But there on the beach sat one, as gaunt as a heron. Ann Clayborne. Sax hesitated, but she had already seen him. And so he walked on, until he stood by her side. She glanced up at him, and then stared out again at the white lake. “You really look different,” she said.

“Yes.” He could still feel the sore spots in his face and mouth, though the bruises had cleared up. It felt a bit like wearing a mask, and suddenly that made him uncomfortable. “Same me,” he added.

“Of course.” She did not look up at him. “So you’re off to the overworld?”

“Yes.”

“To get back to your work?”

“Yes.”

She looked up at him. “What do you think science is for?”

Sax shrugged. It was their old argument, again and always, no matter what kind of beginning it had. To terraform or not to terraform, that is the question. . . . He had answered the question long ago, and so had she, and he wished they could just agree to disagree, and get on with it. But Ann was indefatigable.

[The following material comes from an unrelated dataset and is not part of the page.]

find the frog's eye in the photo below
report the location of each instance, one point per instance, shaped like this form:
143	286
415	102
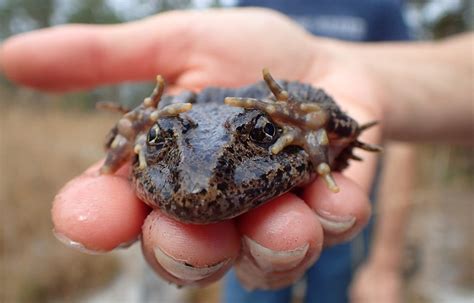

“To figure things out,” he said.

“But terraforming is not figuring things out.”

“Terraforming isn’t science. I never said it was. It’s what people-do with science. Applied science, or technology. What have you. The choice of what to do with what you learn from science. Whatever you call that.”

“So it’s a matter of values.”

“I suppose so.” Sax thought about it, trying to marshal his thoughts concerning this murky topic. “I suppose our . . . our disagreement is another facet of what people call the fact-value problem. Science concerns itself with facts, and with theories that turn facts into examples. Values are another kind of system, a human construct.”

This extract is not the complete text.